Abstract
As the successor to the Robot Operating System (ROS), ROS 2 is a pivotal framework for developing complex, real-time robotic systems. Although widely adopted, ROS 2 faces critical challenges in ensuring deterministic timing guarantees and predictable resource management, undermining reliability across applications such as autonomous vehicles and collaborative robotics. This thesis addresses three foundational gaps in ROS 2 through formal analysis and adaptive resource management architecture.First, we target on the message synchronization, a core mechanism for aligning multi-sensor data in distributed ROS 2 based systems. By formally modeling the message synchronization policy in ROS 2, we derive a theoretical bound for the worst-case time disparity, the maximal timestamp difference among synchronized sensor inputs. Experimental validation confirms the tightness of the bound and demonstrates the advantages of ROS 2 over the alternative in minimizing temporal discrepancies.
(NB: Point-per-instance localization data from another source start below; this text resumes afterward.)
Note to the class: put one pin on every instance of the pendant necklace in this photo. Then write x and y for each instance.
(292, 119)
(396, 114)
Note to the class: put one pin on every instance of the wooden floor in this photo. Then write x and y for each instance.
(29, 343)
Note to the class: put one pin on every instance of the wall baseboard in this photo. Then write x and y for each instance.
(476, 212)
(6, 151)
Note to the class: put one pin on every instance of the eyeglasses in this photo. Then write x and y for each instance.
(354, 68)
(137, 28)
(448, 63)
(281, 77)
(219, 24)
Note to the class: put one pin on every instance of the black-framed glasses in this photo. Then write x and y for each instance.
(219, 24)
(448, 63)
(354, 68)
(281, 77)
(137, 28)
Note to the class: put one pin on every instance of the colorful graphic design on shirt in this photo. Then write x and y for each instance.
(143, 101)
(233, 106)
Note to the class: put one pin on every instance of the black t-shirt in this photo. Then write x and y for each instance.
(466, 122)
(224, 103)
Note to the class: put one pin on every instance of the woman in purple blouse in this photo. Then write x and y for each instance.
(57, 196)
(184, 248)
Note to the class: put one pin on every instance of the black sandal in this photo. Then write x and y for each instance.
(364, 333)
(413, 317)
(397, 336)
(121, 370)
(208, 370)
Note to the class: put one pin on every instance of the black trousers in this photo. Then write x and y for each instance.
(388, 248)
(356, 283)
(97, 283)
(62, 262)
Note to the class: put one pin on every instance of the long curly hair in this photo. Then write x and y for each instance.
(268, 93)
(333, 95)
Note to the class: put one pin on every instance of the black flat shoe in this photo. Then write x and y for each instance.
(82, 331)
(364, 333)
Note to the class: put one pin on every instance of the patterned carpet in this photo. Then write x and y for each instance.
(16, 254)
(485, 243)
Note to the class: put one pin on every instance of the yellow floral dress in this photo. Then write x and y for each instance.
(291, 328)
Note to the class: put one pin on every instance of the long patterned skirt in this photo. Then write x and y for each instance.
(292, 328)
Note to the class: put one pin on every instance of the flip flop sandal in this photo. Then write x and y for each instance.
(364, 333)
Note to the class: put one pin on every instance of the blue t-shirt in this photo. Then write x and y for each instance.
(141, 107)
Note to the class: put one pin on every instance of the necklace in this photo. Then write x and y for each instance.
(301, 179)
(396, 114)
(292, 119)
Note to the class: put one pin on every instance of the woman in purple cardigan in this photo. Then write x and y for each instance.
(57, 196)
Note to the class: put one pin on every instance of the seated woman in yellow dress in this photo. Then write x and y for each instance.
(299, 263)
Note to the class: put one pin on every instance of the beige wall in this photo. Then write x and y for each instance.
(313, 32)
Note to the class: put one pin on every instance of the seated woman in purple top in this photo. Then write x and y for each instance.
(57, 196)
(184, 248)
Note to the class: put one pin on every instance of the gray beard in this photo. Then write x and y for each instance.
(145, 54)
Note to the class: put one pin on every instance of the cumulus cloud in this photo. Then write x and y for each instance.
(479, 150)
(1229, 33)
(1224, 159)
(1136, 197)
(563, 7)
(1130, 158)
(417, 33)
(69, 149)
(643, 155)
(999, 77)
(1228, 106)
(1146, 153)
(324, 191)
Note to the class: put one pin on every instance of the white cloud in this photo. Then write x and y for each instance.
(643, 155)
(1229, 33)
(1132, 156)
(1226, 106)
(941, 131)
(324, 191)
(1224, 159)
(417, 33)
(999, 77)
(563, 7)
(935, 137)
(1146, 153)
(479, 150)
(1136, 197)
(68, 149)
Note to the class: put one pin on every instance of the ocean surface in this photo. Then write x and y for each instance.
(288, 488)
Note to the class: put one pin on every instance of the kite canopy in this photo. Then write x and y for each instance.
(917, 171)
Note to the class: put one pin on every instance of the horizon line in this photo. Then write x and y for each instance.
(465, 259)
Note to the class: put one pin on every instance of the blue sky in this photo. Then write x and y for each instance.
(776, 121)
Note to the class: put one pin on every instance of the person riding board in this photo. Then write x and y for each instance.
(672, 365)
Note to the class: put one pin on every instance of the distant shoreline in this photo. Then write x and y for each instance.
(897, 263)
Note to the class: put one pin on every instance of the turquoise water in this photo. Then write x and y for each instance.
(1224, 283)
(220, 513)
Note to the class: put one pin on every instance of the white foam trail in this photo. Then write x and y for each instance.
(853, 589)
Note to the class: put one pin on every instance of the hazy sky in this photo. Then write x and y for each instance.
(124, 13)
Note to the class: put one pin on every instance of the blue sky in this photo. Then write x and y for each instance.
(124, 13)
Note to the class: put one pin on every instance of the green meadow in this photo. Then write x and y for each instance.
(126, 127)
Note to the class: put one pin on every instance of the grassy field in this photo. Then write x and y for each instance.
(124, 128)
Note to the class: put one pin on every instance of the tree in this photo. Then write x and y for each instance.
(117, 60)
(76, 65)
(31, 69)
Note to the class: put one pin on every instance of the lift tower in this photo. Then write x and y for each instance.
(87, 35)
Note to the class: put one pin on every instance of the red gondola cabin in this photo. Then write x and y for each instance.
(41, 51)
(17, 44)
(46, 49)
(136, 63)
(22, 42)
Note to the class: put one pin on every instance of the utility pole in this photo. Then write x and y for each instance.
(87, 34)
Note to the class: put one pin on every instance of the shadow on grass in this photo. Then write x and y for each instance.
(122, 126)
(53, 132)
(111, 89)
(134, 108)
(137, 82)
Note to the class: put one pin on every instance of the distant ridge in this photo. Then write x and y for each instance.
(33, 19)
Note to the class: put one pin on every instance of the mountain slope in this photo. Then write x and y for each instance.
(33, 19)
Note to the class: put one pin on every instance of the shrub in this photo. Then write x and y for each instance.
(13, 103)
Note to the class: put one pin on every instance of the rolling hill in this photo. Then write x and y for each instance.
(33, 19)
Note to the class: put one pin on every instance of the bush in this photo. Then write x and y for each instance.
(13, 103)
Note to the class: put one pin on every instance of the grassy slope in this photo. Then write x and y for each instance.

Second, we extend the analysis to quantify two critical latency metrics: passing latency (time between message arrival and departure) and reaction latency (responsiveness to new messages). This provides predictable latency guarantees for designing real-time systems, validated through empirical testing under diverse workloads. Together with the first contribution, these insights enable developers to systematically optimize the temporal consistency in sensor coordination.
Third, we address uncoordinated GPU resource usage in ROS 2, a widespread issue in compute-intensive ROS 2 applications. We propose ROSGM, a real-time GPU management framework for ROS 2, which supports plug-in policies for dynamic task loading/unloading. ROSGM provides adaptive task execution management to eliminate rigid resource allocation, enhancing computational efficiency and maintaining flexibility for evolving operational requirements.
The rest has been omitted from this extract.